How hard can it be to deliver a newspaper?
By now, we’ve all learned that it’s not that easy. Judging by the extent of our delivery woes under a new distributor, you might think executives thought anybody with a car could toss a paper on a driveway and call it a day.
Behind the Globe delivery debacle is an inconvenient truth: As much as we think of ourselves as a digital-first, multimedia organization, we are an old-line manufacturer that relies on a hub-and-spoke distribution model for a product that still generates most of our revenue.
It’s a complex business that straddles both the old and new worlds, from pressmen to programmers, from reporters to drivers, all the while pleasing customers. We have an old saying in newsrooms: Putting out the paper is a daily miracle. I used to think that was just about filing your story on deadline, but I’ve come to appreciate how it’s the whole package from keyboard to doorstep.
The idea of switching vendors came from a practical notion: With half of the subscribers who cancel their paper citing delivery issues, it was time to find a better option.
Where the paper’s management failed miserably is in execution. You don’t need an MBA to figure that out, but just for kicks I picked the brains of b-school professors on what went wrong and what the Globe could have done right. Consider this a case study on how not to deliver a newspaper.
“This could have been avoided,’’ said Jan Hammond, who teaches operations and supply chain management at Harvard Business School. “I don’t want other companies to make similar mistakes.’’
ACI Media Group became the Globe’s main delivery vendor on Dec. 28, and from the get go, there were problems. The company hadn’t hired enough drivers and logical routes weren’t mapped out. Thousands of subscribers did not receive their papers, day after day. Then frustration grew into anger when customers flooded Globe phone lines to complain about missed papers but could not get through.
Lesson #1: Trust but verify. Globe executives will tell you they relied on their vendor getting it right. They trusted this outfit so much that the Globe contract did not include financial penalties for the first two months related to poor performance.
Ugh. Even managers at the MBTA knew to do that when they switched over the commuter rail contract.
Herein lies the problem: When things go wrong, customers don’t blame ACI, they point fingers at the Globe. We suffer the consequences.
Hammond said in any major transition companies need to put their new partners to the test before a rollout. The Globe should have done a lot of computer simulations of ACI’s routes and should have driven some of the routes to see if the new vendor’s mapping software worked. ACI, based in Long Beach, Calif., had not delivered papers in New England before and has told the Globe that their software didn’t work as well out here.
Lesson #2: Take small steps. Even as more readers get the news online, print advertising still pays the bills around here. Home delivery customers shell out more than $700 a year to have papers brought to their doorsteps. It’s unfathomable Globe managers handed such an important part of the business to a contractor that had no track record here.
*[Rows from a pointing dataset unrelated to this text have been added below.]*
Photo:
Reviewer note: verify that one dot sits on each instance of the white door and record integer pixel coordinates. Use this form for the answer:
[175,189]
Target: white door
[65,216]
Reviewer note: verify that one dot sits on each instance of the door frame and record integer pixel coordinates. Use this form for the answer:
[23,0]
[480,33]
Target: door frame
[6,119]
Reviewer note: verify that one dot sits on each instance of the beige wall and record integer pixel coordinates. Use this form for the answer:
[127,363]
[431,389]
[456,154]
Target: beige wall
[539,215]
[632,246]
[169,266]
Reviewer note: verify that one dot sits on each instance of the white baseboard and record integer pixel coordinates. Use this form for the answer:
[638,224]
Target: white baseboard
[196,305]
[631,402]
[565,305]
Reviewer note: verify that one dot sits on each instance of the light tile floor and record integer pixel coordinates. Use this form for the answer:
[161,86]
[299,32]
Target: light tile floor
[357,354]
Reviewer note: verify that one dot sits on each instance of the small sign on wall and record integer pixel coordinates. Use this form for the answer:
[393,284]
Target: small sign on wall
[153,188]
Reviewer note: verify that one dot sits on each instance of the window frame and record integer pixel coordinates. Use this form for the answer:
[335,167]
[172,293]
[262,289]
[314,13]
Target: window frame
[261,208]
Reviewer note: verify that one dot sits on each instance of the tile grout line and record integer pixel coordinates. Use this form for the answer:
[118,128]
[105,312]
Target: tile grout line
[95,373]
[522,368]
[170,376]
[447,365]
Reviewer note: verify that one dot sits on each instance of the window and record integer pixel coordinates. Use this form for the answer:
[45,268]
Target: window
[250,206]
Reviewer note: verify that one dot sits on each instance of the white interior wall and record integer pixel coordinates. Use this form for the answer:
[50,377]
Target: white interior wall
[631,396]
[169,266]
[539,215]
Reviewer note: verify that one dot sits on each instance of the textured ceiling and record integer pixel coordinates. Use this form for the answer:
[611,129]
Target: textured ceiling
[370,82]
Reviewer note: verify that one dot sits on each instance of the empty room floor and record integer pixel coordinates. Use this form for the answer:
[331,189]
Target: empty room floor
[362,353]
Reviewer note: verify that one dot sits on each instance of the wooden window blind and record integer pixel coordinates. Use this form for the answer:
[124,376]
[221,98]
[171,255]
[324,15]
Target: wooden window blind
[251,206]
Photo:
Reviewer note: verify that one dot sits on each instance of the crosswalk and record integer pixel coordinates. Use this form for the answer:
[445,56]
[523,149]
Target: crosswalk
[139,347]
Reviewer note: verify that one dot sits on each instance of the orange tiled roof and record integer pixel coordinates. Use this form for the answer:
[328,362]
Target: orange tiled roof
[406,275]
What would have been smarter is to keep the old vendor, Publishers Circulation Fulfillment, and then give a chunk of the distribution to ACI to places where PCF struggled. It’s probably something the Globe wanted to do but such an agreement proved to be difficult to negotiate.
“Something of this scale, I would always pilot it,’’ said Hammond.
But after a disastrous start, the Globe and ACI on Tuesday afternoon struck a deal to bring back PCF and split the distribution. PCF will begin delivering the paper again on Monday.
Lesson #3: Get it right the first time. When it was clear ACI wasn’t ready, Globe management should have tried to delay the changeover. The paper had warned subscribers of possible disruption of service, but did not anticipate the extent of missed or late deliveries. Now the Globe faces backlash from customers who are threatening to cancel their subscriptions.
“In logistics, fixing problems is much more expensive than when things were done right the first time,’’ said Sharmila Chatterjee, who teaches customer service management at MIT Sloan School of Management.
It’s more than money lost here. It’s pride. I’ve been at the Globe for more than a decade, and I thought I lived through its worst moments when then-owner The New York Times Co. threatened to shut down the Globe in 2009.
But it was different then. We knew who the enemy was, and readers rallied to our side. This time the Globe is suffering a self-inflicted wound. Managers were well-intentioned in trying to improve customer service and save a little money, all to retain subscribers so more profits could be plowed back into the journalism.
It’s time to learn from our failure and make it right.